In diesem Baustein haben Sie die Möglichkeit mehr über psychisch auffällige und unauffällige Verhaltensweisen bei Kindern mit Fluchterfahrung zu lernen. Dazu werden unterschiedliche Typen von Verhaltensauffälligkeiten beschrieben und Vorschläge zum Umgang mit diesen gegeben. Der Baustein wird durch Kommentare der Kinder- und Jugendlichenpsychotherapeut*innen Karen Krause und Sören Friedrich ergänzt. Frau Krause ist Leiterin und Herr Friedrich Geschäftsführer der Kinder- und Jugendlichenambulanz des Zentrums für Psychotherapie Bochum.
Eine wissenschaftliche Studie (Buchmüller, Lembcke, Bihler, Kumsta & Leyendecker, 2018) zu Verhaltensauffälligkeiten von Kinden mit Fluchterfahrungen in Brückenprojekten zeigt, dass pädagogische Kräfte häufiger externalisierende Auffälligkeiten (u.a. Aggression, Konzentrationsprobleme) wahrnehmen. Aus Elternsicht dominieren hingegen überwiegend internalisierende Auffälligkeiten (u.a. Traurigkeit, Angst) bei den Kindern. Zudem nehmen die Eltern mehr Verhaltensauffälligkeiten wahr als die pädagogischen Kräfte.

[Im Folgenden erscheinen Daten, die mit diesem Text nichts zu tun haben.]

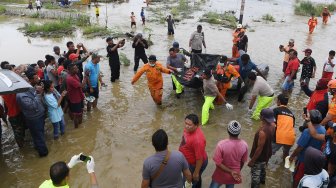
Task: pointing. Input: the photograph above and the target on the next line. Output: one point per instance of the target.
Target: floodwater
(118, 133)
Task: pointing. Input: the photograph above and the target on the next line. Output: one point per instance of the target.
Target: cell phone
(305, 110)
(84, 158)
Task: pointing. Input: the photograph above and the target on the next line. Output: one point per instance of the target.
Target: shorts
(76, 108)
(95, 92)
(288, 85)
(276, 147)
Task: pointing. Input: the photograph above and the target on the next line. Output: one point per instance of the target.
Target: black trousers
(137, 58)
(115, 70)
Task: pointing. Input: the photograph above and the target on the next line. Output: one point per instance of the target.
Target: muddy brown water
(118, 133)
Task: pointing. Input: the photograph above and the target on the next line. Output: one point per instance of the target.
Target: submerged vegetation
(226, 19)
(306, 8)
(268, 18)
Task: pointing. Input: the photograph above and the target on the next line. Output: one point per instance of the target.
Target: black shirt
(242, 44)
(308, 64)
(140, 49)
(113, 55)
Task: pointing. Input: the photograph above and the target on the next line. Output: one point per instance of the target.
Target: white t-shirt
(320, 180)
(328, 67)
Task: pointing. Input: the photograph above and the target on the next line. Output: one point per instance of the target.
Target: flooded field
(118, 133)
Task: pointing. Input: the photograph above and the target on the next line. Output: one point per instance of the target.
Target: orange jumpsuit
(312, 24)
(229, 71)
(325, 16)
(154, 79)
(235, 53)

Psychische Traumatisierung
Als psychische (auch seelische oder mentale) Traumatisierung wird eine Beeinträchtigung bezeichnet, die durch eine stark negative biographische Erfahrung hervorgerufen wurde. Im Kontext von Flucht zählen dazu insbesondere Kriegserlebnisse (u.a. Miterleben von Kriegshandlungen mit Verletzungs- oder Todesfolge), Entführungen, Terroranschläge, Folter, oder Verhaftungen vor, aber auch während der Flucht. Derartige Erfahrungen können (müssen aber nicht zwangsläufig) bei Menschen extremen Stress auslösen und Gefühle der Hilflosigkeit, oder des Entsetzens erzeugen. Menschen sind besonders dann gefährdet, wenn die Erlebnisse ihre Fähigkeiten zur psychischen Verarbeitung und Bewältigung übersteigen. Wenn diese erhöhte Stressspannung über längere Zeit bestehen bleibt und es keine Möglichkeit gibt, die Erlebnisse adäquat zu verarbeiten, kann es zur Ausbildung von teils anhaltenden psychischen Symptomen kommen (siehe Posttraumatische Belastungsstörung). Die Erlebnisse von Krieg und Folter in den Herkunftsländern sowie die oft monatelange dramatische Flucht nach Europa belasten auch Kinder und Jugendliche in hohem Maße.
Besonders bei Kindern kann eine psychische Traumatisierung auslöst werden, wenn ihre Eltern oder nahestehende Verwandte involviert sind. Ihr positives Bild vom Menschen und von der Gesellschaft wird zerstört. Zudem erschwert die sequentielle Traumatisierung die Regeneration vom Trauma. Kinder mit Fluchterfahrungen können ebenfalls mehreren traumatischen Situationen ausgesetzt sein, die zeitlich vor, während und nach der Flucht im Asylland angesiedelt sind. So erleben sie häufig traumatische Erfahrungen vor und während der Flucht, eine hohe Belastung in der Gegenwart (nach der Flucht) und auch die Gedanken an die Zukunft sind angstbehaftet.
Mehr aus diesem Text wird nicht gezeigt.